The skeletal tissues take a tremendous amount of wear and tear just in everyday life. If you are an athlete, or do heavy physical work, then you put even more strain on your skeletal system. If you break your leg, it will usually heal relatively quickly. But problems with the joints and the soft tissues associated with the skeleton leave millions of people in pain and with limited mobility every year.
This is a problem with equine athletes as well as humans, and the veterinary world has developed a form of stem cell therapy which has had considerable success in treating damaged tendons in race horses and showjumpers. Tendons are very difficult tissues to heal – they have very little blood supply and are very slow growing. Very often a lot of scar tissue and even extra bone is formed as a tendon injury heals.

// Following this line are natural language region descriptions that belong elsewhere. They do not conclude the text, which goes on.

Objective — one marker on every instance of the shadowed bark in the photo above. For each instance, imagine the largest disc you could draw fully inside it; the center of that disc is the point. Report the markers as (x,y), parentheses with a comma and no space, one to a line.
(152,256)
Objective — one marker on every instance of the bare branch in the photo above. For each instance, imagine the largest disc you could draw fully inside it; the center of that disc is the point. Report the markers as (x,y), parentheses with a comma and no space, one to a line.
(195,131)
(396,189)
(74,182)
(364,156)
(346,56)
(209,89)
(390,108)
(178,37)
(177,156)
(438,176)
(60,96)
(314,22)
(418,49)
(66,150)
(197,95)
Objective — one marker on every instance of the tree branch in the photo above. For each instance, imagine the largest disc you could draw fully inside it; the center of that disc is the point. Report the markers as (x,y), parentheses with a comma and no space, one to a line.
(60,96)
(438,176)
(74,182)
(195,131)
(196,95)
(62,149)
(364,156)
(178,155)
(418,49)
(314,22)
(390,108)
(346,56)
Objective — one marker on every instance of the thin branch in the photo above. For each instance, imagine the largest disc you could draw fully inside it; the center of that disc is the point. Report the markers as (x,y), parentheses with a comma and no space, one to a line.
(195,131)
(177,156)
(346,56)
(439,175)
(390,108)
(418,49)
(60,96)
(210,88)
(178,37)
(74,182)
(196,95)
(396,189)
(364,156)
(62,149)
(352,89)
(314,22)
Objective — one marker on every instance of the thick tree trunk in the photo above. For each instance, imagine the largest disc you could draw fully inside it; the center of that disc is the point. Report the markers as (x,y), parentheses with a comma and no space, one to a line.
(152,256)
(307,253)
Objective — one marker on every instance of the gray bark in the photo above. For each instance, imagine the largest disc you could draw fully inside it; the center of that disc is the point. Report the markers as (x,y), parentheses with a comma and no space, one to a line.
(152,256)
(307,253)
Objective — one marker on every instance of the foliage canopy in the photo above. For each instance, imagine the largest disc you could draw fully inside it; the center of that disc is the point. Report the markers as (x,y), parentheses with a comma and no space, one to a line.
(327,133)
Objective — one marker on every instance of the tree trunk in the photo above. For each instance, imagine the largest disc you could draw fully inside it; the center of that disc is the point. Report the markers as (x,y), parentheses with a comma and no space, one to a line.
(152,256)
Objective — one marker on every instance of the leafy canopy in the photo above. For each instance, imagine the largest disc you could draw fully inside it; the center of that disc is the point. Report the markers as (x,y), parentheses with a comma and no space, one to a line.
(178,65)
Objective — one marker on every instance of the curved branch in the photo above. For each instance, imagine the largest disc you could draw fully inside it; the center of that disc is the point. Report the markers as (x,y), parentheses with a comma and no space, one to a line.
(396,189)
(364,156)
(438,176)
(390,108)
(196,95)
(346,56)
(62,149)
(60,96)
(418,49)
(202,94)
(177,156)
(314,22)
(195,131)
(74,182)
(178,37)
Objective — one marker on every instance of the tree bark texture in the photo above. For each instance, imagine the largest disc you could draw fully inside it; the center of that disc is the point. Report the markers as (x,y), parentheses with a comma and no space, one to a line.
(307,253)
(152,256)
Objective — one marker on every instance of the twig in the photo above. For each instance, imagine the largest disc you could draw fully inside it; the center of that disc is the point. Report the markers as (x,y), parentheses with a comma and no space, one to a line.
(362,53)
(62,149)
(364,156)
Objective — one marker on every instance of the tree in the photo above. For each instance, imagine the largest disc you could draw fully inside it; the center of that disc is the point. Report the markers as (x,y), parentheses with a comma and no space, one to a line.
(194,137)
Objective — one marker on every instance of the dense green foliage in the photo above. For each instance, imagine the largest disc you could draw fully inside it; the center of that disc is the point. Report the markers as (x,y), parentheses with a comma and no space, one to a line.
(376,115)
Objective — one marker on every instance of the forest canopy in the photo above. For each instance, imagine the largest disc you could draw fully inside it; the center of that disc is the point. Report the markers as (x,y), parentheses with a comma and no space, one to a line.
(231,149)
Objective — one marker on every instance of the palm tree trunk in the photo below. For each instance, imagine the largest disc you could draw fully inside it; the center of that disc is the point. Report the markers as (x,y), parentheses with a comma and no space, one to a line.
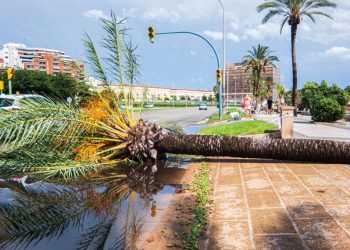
(294,28)
(279,149)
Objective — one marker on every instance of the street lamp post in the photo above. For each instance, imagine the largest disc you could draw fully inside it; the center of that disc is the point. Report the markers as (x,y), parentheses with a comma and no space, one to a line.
(152,33)
(223,58)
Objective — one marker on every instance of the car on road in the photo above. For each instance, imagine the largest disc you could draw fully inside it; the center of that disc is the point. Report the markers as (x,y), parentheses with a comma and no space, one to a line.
(203,106)
(148,106)
(14,102)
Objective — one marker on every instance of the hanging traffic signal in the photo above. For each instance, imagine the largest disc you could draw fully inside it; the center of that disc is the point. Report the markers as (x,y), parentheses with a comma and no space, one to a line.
(10,73)
(151,34)
(218,76)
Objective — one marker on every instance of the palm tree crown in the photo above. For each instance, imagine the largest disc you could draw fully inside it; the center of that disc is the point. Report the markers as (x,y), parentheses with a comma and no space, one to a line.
(256,60)
(292,11)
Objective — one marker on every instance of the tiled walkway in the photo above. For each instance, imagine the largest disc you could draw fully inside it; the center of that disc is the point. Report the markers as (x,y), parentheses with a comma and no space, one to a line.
(275,205)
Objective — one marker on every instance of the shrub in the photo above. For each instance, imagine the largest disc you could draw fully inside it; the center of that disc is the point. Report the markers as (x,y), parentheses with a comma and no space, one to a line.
(326,109)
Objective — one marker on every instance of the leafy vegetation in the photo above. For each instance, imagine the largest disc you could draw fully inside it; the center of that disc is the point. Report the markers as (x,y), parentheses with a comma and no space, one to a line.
(292,12)
(201,187)
(56,140)
(326,103)
(240,128)
(256,60)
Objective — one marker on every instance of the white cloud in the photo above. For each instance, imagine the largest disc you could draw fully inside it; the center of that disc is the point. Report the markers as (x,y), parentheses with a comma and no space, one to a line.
(233,37)
(216,35)
(342,53)
(96,14)
(129,12)
(161,14)
(262,31)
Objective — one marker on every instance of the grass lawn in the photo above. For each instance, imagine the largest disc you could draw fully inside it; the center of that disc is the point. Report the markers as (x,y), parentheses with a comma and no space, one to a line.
(239,128)
(215,118)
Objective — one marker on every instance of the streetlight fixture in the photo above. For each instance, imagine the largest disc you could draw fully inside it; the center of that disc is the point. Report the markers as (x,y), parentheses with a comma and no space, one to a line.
(223,56)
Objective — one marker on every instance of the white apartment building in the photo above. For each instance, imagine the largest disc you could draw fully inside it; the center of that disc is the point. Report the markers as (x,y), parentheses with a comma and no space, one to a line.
(156,93)
(51,61)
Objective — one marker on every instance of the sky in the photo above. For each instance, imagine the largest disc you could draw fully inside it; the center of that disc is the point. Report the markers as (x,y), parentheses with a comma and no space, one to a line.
(323,48)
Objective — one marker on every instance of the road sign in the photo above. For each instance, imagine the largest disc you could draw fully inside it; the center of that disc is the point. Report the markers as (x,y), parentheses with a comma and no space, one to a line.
(151,34)
(10,73)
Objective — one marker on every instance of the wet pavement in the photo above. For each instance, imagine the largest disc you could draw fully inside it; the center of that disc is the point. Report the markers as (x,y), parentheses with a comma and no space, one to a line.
(278,205)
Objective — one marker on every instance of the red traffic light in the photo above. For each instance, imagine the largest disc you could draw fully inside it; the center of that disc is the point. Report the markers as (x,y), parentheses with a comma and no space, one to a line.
(151,34)
(218,75)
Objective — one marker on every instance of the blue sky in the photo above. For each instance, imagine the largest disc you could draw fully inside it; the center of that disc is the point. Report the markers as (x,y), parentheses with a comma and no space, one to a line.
(183,61)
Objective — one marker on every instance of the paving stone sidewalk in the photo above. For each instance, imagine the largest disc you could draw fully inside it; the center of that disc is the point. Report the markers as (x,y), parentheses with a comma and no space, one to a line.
(276,205)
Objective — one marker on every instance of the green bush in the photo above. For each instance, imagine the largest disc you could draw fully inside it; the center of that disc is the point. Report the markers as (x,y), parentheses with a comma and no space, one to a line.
(326,109)
(327,103)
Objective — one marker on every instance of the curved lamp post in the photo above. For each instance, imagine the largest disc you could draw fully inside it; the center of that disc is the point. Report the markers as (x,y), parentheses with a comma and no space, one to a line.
(223,58)
(152,33)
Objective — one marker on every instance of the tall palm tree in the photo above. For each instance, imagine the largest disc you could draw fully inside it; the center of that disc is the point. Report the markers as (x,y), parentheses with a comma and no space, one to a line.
(293,11)
(256,60)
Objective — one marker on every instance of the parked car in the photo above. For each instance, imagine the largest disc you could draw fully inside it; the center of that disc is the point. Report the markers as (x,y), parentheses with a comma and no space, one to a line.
(203,106)
(13,102)
(148,106)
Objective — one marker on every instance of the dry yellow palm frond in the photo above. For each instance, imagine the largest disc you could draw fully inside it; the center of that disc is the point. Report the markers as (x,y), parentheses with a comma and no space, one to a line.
(89,152)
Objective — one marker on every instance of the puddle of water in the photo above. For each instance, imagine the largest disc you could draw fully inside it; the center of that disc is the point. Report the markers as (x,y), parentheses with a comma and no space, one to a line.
(104,213)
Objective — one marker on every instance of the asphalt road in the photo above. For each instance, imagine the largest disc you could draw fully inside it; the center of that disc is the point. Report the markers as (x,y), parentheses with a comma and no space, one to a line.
(182,116)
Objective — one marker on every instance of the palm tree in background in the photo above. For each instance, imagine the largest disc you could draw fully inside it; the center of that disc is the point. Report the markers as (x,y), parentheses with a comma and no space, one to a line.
(256,60)
(292,12)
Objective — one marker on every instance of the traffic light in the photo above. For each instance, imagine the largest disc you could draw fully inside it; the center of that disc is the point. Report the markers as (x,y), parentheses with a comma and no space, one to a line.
(10,73)
(218,76)
(151,34)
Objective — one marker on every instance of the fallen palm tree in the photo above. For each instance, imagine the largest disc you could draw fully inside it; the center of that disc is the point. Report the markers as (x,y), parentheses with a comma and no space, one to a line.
(53,139)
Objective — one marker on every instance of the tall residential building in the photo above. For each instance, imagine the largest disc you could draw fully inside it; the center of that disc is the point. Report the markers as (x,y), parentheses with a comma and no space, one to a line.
(237,80)
(46,60)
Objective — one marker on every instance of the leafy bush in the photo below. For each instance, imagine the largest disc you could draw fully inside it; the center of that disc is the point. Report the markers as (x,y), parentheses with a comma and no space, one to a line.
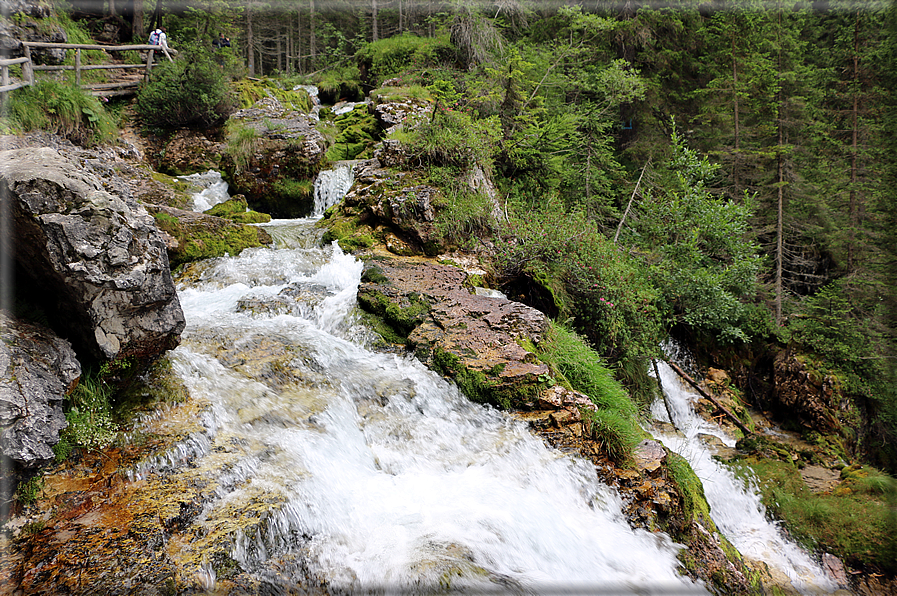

The racehorse Dream Alliance damaged his leg in the 2008 Grand National, and went on to develop a condition called tendinopathy. His racing career seemed over – until he was given pioneering stem cell therapy. By 2009 he was racing again and he went on to win the Welsh Grand National before he was retired in 2012. Stem cell treatment is now available for horses relatively routinely at the Royal Veterinary College hospital.
Human studies are following the horses. Mr Andy Goldberg, MD, OBE is the man behind Dream Alliance’s recovery. Now he is running a trial at the Royal National Orthopaedic Hospital using adult stem cells from patients to treat tendinopathy in their Achilles tendon. Initial results are promising.
In the past, if a thoroughbred horse damaged a tendon, it was the end of its career. Now pioneering stem cell treatment developed at the Royal Veterinary College can give injured horses a new lease of life.
Up to 10 million people in the UK alone are affected by osteoarthritis – that’s around 33% of the population over the age of 45. In osteoarthritis, the cartilage which protects the ends of the bones in a healthy joint becomes damaged and may be lost completely. This makes it hard and painful to move, so everyday tasks and moving about can become difficult or impossible.
Osteoarthritis is still a major problem in the UK. This graph shows the estimated numbers of people in the UK who have gone to their doctor for treatment for osteoarthritis. The data is divided by age groups and gender, and only covers those over 45. The data used is based on figures from Arthritis UK.
Patients are treated with painkillers and eventually with surgery to replace the damaged joint with an artificial hip or knee. Stem cell therapy offers the possibility of actually treating the disease. Scientists have managed to regrow small areas of cartilage in some patients using cartilage cells known as chondrocytes. However, the hope is that stem cells grown from the bone marrow of individual patients, or a mixture of stem cells and chondrocytes, might be more effective and restore healthy function to damaged knee and hip joints, ultimately reducing or removing the need for replacement knee and hip surgery. A trial comparing the three different treatments, known as the ASCOT or Autologous Stem Cells, Chondrocytes or the Two? trial, was started in 2014. Results are expected in 2019.
Scientists hope that stem cells will enable them to restore a knee joint badly damaged by osteoarthritis into a healthy, pain-free working joint again by re-growing the protective cartilage layers.